I am using python to do some conditional changes to an XML document. The incoming document has <?xml version="1.0" ?>
at the top.
I'm using xml.etree.ElementTree
.
How I'm parsing the changed XMl:
filter_update_body = ET.tostring(root, encoding="utf8", method="xml")
The output has this at the top:
<?xml version='1.0' encoding='utf8'?>
The client wants the "encoding" tag removed but if I remove it then it either doesn't include the line at all or it puts in encoding= 'us-ascii'
Can this be done so the output matches: <?xml version="1.0" ?>
?
(I don't know why it matters honestly but that's what I was told needed to happen)
As pointed out in this answer there is no way to make ElementTree omit the encoding attribute. However, as @James suggested in a comment, it can be stripped from the resulting output like this:
filter_update_body = ET.tostring(root, encoding="utf8", method="xml")

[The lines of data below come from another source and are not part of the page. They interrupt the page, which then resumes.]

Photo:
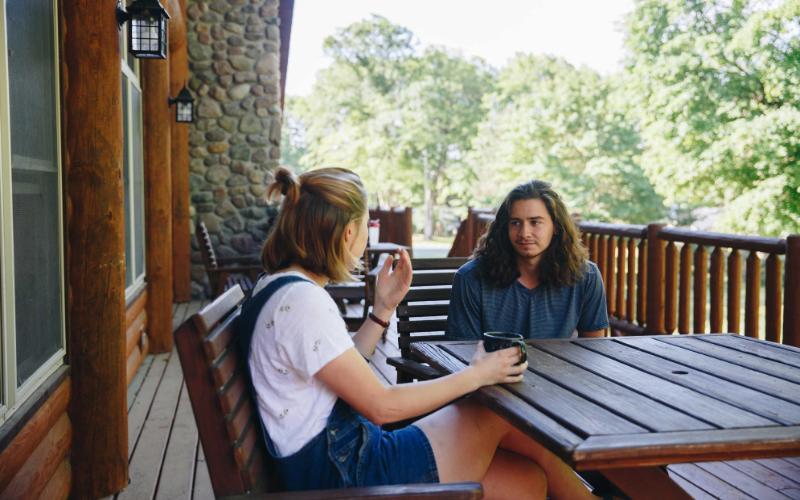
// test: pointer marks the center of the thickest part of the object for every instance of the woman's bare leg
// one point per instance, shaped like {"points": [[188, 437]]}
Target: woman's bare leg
{"points": [[513, 476], [465, 435]]}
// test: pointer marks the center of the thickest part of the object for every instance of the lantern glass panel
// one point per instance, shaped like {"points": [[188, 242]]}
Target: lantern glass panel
{"points": [[148, 36], [183, 112]]}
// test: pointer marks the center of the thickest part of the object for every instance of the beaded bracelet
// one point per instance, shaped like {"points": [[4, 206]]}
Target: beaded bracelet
{"points": [[379, 321]]}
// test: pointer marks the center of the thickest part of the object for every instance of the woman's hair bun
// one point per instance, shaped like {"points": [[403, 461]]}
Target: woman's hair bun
{"points": [[285, 183]]}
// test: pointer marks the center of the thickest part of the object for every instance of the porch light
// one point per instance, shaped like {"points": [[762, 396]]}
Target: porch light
{"points": [[147, 29], [184, 106]]}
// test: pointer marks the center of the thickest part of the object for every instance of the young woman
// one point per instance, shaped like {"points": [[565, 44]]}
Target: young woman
{"points": [[321, 404]]}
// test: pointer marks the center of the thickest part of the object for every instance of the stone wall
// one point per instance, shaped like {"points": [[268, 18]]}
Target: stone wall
{"points": [[235, 140]]}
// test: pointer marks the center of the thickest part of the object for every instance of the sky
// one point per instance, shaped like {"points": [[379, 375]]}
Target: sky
{"points": [[584, 32]]}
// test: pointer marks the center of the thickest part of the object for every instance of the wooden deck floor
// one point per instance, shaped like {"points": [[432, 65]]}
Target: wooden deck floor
{"points": [[167, 462]]}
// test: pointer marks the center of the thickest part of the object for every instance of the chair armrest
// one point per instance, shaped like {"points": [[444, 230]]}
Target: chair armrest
{"points": [[448, 491], [416, 369], [246, 260], [239, 269]]}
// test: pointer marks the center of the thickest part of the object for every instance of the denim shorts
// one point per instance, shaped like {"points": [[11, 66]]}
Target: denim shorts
{"points": [[352, 451]]}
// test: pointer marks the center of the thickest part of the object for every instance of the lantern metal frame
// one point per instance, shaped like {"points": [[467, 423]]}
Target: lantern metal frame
{"points": [[147, 28], [184, 106]]}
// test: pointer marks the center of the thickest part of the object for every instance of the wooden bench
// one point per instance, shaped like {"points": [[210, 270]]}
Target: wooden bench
{"points": [[422, 315], [226, 273], [227, 419]]}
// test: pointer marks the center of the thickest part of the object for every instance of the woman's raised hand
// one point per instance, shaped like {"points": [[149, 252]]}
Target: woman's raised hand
{"points": [[498, 367], [392, 285]]}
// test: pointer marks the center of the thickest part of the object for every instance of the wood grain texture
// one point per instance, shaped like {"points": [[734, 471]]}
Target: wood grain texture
{"points": [[179, 156], [31, 479], [734, 291], [655, 279], [791, 287], [13, 457], [95, 245], [157, 123]]}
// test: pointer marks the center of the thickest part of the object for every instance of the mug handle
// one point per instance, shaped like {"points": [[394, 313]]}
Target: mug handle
{"points": [[523, 351]]}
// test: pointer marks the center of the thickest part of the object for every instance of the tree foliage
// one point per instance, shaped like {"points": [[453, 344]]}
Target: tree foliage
{"points": [[719, 84], [706, 113]]}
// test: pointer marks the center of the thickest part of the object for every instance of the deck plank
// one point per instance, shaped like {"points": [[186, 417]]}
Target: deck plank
{"points": [[138, 380], [202, 481], [146, 461], [177, 475], [140, 408]]}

filter_update_body = filter_update_body.replace(b"encoding='utf8'", b"", 1)
The b
prefixes are required because ET.tostring()
will return a bytes
object if encoding != "unicode"
. In turn, we need to call bytes.replace()
.
With encoding = "unicode"
(note that this is the literal string "unicode"), it will return a regular str
. In this case, the b
s can be omitted. We use good old str.replace()
.
It's worth noting that the choice between bytes
and str
also affects how the XML will eventually be written to a file. A bytes
object should be written in binary mode, a str
in text mode.